A Kinematics-Based Optimization Design for the Leg Mechanism of a Novel Earth Rover

Abstract

This paper proposes a general kinematic-based design method for optimizing the side-mounted leg mechanism of BJTUBOT, a novel multi-mission quadrupedal Earth rover. The focus issue lies in designing structural improvements that not only enhance its kinematic performance but also prevent singularity, all while meeting the demands for miniaturization and lightweight without deviating from the original leg design concept. To solve this issue, a novel 3-UPRU&PPRR mechanism is envisaged based on the original configuration. Around the unique structural features of this mechanism, its inverse kinematic solution and Jacobian matrix are calculated, and a coupled motion relation between a key limb and its moving platform (MP) is presented. In order to achieve singularity avoidance, some typical singularity configurations based on line geometry analysis are given. In accordance with this result, an initial configuration for multi-objective dimensional optimization is presented.

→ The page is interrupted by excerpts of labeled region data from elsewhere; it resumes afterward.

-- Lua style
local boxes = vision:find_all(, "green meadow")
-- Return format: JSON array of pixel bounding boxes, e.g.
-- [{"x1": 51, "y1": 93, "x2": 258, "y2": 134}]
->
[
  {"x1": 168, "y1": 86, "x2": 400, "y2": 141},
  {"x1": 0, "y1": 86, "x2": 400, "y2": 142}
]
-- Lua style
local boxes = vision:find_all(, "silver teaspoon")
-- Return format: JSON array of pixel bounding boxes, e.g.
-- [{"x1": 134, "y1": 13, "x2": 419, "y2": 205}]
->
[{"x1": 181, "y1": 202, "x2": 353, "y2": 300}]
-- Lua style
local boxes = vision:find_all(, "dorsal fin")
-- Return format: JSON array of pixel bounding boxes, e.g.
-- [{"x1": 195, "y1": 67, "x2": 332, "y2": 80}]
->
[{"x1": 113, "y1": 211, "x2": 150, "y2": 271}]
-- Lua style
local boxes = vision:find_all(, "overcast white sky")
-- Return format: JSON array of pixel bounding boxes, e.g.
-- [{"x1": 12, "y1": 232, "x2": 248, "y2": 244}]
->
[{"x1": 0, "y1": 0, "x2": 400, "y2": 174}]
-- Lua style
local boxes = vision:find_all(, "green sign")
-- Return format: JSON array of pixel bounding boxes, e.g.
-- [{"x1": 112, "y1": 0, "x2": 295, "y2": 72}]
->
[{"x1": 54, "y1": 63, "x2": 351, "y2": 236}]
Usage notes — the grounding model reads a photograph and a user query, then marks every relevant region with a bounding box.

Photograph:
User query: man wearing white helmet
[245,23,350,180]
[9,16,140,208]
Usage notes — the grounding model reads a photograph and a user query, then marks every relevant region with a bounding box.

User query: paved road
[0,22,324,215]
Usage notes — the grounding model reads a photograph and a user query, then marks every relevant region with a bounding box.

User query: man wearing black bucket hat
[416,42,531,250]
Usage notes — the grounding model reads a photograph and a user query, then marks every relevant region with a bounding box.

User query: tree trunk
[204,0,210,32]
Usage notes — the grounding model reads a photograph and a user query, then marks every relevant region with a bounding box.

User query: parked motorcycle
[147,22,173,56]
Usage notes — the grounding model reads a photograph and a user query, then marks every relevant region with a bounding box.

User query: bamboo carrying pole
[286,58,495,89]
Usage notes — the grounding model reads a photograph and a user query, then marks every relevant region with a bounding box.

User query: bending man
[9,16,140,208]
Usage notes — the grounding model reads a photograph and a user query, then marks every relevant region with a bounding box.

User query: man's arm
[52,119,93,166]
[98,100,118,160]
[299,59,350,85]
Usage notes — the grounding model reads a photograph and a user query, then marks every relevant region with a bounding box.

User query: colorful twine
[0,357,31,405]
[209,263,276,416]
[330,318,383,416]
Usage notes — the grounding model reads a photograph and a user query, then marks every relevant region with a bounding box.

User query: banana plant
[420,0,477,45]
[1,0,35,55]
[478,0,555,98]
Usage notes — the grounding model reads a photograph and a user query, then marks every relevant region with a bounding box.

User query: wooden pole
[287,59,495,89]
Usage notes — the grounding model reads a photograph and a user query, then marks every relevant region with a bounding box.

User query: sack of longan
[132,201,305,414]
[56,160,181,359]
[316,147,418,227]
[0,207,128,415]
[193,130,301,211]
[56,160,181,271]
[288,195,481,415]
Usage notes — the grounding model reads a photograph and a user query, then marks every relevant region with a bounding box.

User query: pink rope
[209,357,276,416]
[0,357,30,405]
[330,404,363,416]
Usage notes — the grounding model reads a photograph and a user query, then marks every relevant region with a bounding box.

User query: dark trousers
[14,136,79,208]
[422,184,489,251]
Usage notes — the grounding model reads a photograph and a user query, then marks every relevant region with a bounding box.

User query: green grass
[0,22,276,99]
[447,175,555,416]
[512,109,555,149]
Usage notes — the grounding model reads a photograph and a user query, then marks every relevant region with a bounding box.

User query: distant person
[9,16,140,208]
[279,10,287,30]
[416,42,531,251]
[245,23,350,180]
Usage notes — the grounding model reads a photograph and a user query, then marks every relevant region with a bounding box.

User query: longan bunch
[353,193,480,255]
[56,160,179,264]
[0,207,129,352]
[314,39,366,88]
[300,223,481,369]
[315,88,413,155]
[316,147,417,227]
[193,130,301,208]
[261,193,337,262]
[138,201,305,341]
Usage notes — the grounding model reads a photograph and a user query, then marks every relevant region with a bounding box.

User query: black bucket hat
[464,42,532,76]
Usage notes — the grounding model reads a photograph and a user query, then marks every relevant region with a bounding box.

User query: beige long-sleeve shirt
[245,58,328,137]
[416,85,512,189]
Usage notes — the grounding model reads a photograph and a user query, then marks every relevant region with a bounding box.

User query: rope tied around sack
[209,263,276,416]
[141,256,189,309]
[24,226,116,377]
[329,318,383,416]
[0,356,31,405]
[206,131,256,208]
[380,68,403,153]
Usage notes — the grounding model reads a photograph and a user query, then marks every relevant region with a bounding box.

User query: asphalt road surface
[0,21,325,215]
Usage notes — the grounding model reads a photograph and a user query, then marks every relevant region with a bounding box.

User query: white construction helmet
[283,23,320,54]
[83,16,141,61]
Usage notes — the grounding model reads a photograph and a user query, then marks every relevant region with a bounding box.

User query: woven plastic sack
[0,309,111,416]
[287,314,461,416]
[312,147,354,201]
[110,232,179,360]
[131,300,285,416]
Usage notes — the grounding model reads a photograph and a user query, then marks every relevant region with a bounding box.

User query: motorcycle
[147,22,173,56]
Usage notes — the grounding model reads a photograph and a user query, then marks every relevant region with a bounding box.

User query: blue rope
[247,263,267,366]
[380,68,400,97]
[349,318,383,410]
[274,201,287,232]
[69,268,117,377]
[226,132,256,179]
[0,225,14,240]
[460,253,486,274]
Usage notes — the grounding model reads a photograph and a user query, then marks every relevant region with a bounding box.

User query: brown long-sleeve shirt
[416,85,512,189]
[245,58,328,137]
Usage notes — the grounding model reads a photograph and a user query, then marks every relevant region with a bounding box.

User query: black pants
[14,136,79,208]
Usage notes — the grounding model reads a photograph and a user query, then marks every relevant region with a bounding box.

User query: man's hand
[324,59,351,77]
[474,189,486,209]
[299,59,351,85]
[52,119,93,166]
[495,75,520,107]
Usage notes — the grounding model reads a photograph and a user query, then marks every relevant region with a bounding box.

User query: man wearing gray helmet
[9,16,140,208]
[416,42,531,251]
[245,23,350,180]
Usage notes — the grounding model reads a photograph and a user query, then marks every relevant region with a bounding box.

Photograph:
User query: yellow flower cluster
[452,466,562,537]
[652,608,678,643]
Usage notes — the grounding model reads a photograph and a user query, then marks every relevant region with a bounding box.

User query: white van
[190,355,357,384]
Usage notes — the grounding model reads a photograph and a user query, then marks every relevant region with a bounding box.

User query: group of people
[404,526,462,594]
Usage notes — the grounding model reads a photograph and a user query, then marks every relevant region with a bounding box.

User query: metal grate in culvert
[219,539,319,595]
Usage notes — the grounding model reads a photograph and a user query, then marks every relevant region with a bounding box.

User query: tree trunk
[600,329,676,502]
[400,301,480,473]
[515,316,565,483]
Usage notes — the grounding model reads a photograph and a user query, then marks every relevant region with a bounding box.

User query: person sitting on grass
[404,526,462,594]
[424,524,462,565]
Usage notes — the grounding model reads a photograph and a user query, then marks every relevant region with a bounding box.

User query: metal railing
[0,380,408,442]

To further enhance its kinematic performance, we introduce the use of the GCI (global conditional index) performance at extreme positions as one of the optimization criteria based on the NSGA-II (Non-dominated Sorting Genetic Algorithm) algorithm, and directly measuring the crowding distance using the position vector of the U (universal) joints on the moving platform. This optimized mechanism prototype is demonstrated in a single-leg Adams simulation, which exhibits good velocity mapping effects and displacement accuracy. Finally, a new BJTUBOT prototype was constructed based on the optimized leg, and its flexibility was tested with various classical forms of motions. The workflow in this paper significantly improves the leg performance under the current design needs.